W.G. Bill Paul

Personal information
- Full name: William George (Bill) Paul
- Nickname: Bill The Tandem King
- Born: c. 1910 Croydon?
- Died: 29 January 2003

Amateur team
- circa 1930–1939: Addiscombe Cycle Club

= Bill Paul (cyclist) =

English amateur cyclist

William George Paul (1910 – 29 January 2003) was an English amateur cyclist who, with his team-mate 'Ernie' Mills, set the British 12-hour record on a tandem in 1934 and re-established it in 1936 with a 'world's best performance'. In 1937, in Italy, they set the world one-hour tandem record which stood for 63 years until September 2000. The Addiscombe Cycle Club team-mates set 20 world and British records at both short and long distances.

His achievements were celebrated in 1937 when Cycling Weekly jointly awarded him and Ernie Mills their own page in the Golden Book of Cycling.

==Personal life==
Paul lived in the Addiscombe area near Croydon, London.

==Career==
In 1934 Bill Paul was paired with his club team-mate, Ernie Mills, also from the Addiscombe Cycle Club in Croydon. Initially they had been on opposing tandem teams but together they covered over 30 miles in one hour in 1936 and won a 10-minute pursuit race in less than four minutes.

Together they set the British 12-hour tandem record in 1934, and, after losing it in 1936 to both G.A.Birtchnell and C.G.Taylor, and later C.C.Melhuish and H.G.Chapman, Mills and Paul then retook the record in September 1936 with a 'world's best performance'.

In 1936 Mills and Paul set a British record for a 30-mile ride on a tandem, covering the distance in 1 hour 5 minutes 3 seconds.

In 1937 Mills and Paul set the 'World Tandem Hour Record', 31.06 miles (49.991 km), at the Velodromo Vigorelli (Velodromo Comunale Vigorelli) track in Milan owned by 'Vigorelli Cycles'. The trip had been funded by readers of Cycling magazine. This record stood until 23 September 2000 at Manchester Velodrome when it was beaten by Simon Keeton and Jon Rickard of Rutland Cycling Club.

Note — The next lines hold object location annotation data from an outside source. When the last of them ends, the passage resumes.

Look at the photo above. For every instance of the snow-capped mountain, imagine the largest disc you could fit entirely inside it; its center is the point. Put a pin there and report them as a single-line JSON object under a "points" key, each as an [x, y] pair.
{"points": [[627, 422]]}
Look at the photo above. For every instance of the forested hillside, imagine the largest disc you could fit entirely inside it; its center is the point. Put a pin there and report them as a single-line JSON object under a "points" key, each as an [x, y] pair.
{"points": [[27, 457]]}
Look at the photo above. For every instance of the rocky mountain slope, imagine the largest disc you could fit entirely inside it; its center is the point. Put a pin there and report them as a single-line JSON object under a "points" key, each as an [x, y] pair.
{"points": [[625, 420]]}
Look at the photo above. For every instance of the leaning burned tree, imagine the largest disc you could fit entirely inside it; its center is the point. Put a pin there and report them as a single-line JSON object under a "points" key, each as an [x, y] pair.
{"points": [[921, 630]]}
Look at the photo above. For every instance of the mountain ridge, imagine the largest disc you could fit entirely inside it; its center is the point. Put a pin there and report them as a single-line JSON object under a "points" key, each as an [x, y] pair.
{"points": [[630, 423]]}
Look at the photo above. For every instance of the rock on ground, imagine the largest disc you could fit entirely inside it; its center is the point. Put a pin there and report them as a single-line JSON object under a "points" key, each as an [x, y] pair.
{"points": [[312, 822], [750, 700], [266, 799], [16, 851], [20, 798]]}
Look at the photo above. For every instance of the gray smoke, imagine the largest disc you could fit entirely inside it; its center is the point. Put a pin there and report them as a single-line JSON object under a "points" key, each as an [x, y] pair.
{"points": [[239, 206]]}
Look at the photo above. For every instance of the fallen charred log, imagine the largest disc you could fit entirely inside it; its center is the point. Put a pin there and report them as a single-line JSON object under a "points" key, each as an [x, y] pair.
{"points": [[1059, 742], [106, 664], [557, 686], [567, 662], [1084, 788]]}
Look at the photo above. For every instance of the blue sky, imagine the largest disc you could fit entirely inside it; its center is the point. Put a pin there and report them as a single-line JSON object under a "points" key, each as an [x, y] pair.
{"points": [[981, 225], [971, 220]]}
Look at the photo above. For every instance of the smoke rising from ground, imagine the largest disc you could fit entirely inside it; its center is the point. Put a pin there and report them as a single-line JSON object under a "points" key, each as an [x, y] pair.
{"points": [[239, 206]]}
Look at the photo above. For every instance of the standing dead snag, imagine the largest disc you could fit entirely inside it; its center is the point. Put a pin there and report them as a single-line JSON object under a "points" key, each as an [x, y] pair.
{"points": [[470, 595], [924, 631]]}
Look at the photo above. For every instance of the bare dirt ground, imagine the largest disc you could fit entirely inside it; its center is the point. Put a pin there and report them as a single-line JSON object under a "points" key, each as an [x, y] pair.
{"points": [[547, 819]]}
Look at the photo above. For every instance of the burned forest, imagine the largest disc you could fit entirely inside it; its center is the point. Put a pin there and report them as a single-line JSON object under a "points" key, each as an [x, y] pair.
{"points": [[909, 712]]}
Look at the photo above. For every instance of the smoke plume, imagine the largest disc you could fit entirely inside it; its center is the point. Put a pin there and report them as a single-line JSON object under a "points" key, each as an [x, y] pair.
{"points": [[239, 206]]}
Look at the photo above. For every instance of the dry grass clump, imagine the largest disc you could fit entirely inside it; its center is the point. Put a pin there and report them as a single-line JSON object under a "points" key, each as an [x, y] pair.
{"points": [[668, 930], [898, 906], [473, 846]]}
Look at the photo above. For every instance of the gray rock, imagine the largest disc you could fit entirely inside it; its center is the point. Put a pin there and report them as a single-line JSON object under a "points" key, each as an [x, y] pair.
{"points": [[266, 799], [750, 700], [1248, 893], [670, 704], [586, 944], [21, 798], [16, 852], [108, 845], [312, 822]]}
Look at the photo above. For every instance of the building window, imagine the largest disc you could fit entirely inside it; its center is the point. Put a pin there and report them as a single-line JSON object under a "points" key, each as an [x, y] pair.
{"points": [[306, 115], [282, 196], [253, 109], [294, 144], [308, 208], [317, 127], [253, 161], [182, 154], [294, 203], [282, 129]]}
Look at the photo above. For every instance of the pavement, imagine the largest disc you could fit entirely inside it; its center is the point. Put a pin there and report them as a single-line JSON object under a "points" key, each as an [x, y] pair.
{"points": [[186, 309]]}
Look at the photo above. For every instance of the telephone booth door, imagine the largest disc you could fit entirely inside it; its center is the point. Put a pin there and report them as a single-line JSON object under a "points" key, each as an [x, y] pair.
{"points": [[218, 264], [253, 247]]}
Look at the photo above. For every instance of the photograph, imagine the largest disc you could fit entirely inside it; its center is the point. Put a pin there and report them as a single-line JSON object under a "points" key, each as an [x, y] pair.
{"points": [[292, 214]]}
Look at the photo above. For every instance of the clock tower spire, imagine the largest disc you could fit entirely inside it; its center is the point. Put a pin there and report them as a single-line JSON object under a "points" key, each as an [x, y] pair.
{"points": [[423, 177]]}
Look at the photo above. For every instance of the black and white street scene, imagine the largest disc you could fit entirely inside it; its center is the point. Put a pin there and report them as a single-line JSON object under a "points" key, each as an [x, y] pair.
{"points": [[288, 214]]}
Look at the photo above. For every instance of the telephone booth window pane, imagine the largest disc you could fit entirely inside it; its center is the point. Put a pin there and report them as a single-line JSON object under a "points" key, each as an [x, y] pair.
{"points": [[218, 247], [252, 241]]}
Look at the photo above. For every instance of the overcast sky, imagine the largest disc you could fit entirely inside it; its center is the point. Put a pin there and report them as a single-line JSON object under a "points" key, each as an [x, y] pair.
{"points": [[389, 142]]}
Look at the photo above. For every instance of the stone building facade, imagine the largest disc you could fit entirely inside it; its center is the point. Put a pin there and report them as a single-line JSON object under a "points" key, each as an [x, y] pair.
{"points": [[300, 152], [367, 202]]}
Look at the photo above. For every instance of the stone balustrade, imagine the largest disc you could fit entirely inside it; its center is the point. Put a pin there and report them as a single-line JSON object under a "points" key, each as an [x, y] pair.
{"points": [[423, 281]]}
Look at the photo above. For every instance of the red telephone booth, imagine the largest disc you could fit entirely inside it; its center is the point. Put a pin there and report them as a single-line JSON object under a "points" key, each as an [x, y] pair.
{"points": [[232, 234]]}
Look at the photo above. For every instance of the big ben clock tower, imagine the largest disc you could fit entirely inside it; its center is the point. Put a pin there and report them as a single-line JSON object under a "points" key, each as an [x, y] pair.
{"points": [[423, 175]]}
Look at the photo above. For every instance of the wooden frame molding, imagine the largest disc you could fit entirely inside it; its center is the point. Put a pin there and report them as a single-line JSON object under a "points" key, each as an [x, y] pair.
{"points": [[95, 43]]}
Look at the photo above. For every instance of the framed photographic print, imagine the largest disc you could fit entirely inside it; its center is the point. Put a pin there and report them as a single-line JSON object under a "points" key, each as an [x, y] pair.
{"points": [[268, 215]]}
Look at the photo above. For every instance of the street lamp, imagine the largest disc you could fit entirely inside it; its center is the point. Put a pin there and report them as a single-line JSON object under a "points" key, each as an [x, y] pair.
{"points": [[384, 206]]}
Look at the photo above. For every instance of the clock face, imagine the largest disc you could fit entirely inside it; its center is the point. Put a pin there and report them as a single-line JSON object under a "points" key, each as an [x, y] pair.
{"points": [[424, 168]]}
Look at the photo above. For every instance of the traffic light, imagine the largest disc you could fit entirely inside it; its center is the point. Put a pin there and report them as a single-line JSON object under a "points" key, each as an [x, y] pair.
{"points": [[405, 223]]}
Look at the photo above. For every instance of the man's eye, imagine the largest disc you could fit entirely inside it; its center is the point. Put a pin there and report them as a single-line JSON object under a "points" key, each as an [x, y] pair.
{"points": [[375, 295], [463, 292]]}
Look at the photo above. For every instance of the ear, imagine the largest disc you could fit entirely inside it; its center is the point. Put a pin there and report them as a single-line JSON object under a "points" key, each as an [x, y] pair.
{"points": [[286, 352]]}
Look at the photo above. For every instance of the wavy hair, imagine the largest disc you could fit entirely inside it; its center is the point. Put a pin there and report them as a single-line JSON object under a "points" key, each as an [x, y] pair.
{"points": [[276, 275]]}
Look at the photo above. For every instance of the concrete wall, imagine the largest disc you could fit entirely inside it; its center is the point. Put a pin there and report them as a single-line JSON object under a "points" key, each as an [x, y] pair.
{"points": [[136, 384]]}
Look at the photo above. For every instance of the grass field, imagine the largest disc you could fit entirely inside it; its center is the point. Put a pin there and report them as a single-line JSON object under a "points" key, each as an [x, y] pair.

As of 2011 Mills and Paul's 1938 100-mile tandem record at Addiscombe Cycle Club of still stands.

==Commemoration==

===The Golden Book===
Mills & Paul's achievements were celebrated in 1937 when Cycling Weekly awarded them their own page in the Golden Book of Cycling.

===Cigarette cards===
In 1939 Mills and Paul's efforts were celebrated nationally when John Player & Sons issued a Cigarette card of them on their tandem. In a series of 50 cards called Cycling 1839-1939, they were featured on card no.45 titled Tandem track position.